This opinion will be unpublished and
Bentley C. Heyne, Relator, vs. MGS Professional Building Maintenance Service, Inc., Respondent, Commissioner of Economic Security, Respondent.
may not be cited except as provided by
Minn. Stat. § 480A.08, subd. 3 (1996).
STATE OF MINNESOTA
IN COURT OF APPEALS
Bentley C. Heyne,
MGS Professional Building Maintenance Service, Inc.,
Commissioner of Economic Security,
Filed February 17, 1998
Department of Economic Security
File No. 2903UC97
Bentley C. Heyne, 3430 Benjamin Street, N.E., Minneapolis, MN 55418 (pro se relator)
MGS Professional Building Maintenance Service, Inc., P.O. Box 21393, Minneapolis, MN 55421 (respondent employer)
Kent E. Todd, Minnesota Department of Economic Security, 390 North Robert Street, St. Paul, MN 55101 (respondent Commissioner of Economic Security)
Considered and decided by Short, Presiding Judge, Amundson, Judge, and Harten, Judge.
U N P U B L I S H E D O P I N I O N
Bentley C. Heyne, a laborer for MGS Professional Building Maintenance Service, Inc., was terminated from employment due to tardiness, absenteeism, reporting to work under the influence of alcohol, and drinking on the job. By writ of certiorari, Heyne appeals the commissioner's determination that he was not entitled to receive reemployment insurance benefits because he was separated from employment due to misconduct. We affirm.
D E C I S I O N
The reemployment insurance fund is available only to persons "unemployed through no fault of their own." Minn. Stat. § 268.03 (1996); White v. Metropolitan Med. Ctr., 332 N.W.2d 25, 26 (Minn. 1983). Therefore, an employee discharged for misconduct is disqualified from receiving reemployment insurance benefits. Minn. Stat. § 268.09, subd. 1(b) (1996). The employer bears the burden of proving the employee's misconduct. Ress v. Abbott Northwestern Hosp., Inc., 448 N.W.2d 519, 523 (Minn. 1989). Our review of the commissioner's factual findings is limited to whether the evidence, viewed in the light most favorable to the decision below, supports the decision. Id. However, we review de novo whether the facts, as found by the commissioner, constitute misconduct. Id.

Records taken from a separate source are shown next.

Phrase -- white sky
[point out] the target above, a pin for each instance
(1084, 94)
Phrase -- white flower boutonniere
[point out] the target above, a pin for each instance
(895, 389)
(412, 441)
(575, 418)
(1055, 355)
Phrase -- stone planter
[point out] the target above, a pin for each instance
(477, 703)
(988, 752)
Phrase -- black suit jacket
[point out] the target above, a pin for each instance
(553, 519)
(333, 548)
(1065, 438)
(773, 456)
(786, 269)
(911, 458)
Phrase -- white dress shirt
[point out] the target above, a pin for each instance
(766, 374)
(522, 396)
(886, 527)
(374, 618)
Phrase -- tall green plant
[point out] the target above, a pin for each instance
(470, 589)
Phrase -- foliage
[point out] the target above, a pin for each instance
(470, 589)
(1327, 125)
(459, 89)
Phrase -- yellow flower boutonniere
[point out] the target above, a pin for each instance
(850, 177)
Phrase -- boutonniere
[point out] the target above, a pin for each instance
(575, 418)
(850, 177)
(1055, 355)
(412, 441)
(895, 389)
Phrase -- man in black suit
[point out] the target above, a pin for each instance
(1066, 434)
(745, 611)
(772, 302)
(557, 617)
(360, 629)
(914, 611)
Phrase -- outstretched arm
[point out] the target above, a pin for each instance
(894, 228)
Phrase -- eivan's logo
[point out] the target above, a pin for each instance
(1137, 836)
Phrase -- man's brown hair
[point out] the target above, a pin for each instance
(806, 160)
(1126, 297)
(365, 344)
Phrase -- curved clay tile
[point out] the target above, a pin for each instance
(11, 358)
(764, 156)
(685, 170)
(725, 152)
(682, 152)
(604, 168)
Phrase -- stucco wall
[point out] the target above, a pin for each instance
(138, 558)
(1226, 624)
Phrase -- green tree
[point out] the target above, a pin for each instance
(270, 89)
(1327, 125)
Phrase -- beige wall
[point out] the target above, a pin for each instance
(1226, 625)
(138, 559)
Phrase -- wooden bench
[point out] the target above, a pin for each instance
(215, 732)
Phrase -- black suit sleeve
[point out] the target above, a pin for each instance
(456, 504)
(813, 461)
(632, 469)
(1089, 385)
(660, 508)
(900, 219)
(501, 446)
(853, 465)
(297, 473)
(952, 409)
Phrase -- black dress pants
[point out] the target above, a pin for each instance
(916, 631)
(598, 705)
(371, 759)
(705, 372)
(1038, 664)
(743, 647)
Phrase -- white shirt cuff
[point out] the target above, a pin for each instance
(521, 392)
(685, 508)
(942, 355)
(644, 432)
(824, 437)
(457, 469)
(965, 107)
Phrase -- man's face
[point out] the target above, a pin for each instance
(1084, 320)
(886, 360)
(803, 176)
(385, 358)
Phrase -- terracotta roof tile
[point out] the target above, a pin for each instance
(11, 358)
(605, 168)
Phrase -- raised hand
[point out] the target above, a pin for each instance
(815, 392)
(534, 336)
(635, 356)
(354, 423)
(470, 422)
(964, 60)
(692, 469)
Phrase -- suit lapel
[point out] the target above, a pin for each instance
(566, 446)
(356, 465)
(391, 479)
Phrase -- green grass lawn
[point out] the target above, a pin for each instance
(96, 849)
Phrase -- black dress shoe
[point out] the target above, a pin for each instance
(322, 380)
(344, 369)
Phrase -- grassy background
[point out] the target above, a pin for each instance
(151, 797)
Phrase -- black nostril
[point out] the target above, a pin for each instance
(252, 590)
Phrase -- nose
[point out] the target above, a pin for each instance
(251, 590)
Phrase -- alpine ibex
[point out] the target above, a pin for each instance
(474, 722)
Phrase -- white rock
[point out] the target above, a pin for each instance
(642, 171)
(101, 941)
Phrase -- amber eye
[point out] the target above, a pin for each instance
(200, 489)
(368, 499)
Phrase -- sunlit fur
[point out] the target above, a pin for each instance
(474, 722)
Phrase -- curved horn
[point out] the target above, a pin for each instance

Heyne argues his employer did not meet its burden of proof on the issue of "misconduct." See Marz v. Department of Employment Servs., 256 N.W.2d 287, 289 (Minn. 1977) (concluding employer has burden of proving disqualification of otherwise eligible employees). However, the evidence shows: (1) Heyne admitted he was late to work on several occasions, and had failed to call in as required by company policy; (2) according to testimony from the company president, Heyne occasionally reported to work under the influence of alcohol; (3) several other employees reported Heyne drank alcohol on the job; (4) Heyne was warned about the consequences of his absenteeism, excessive tardiness, and drinking problem in December 1996; and (5) Heyne failed to report to work on February 4, 1997. Although there was contrary evidence, we defer to the commissioner's determination of credibility issues. See Tuff v. Knitcraft Corp., 526 N.W.2d 50, 51 (Minn. 1995) (concluding court gives deference to findings of commissioner's representative even though findings may involve witness credibility). Under these circumstances, the employer met its burden of proving Heyne's conduct constituted "misconduct" within the meaning of Minn. Stat. § 268.09, subd. 1(b). See Ress, 448 N.W.2d at 524 (concluding when conducting misconduct analysis, courts may examine whether employee deliberately violated standards of behavior that employer has right to expect of its employee, whether an employee's conduct adversely affected business or other employee's morale, and whether an employee ignored past warnings). The commissioner's decision is supported by the record and is not arbitrary or unreasonable.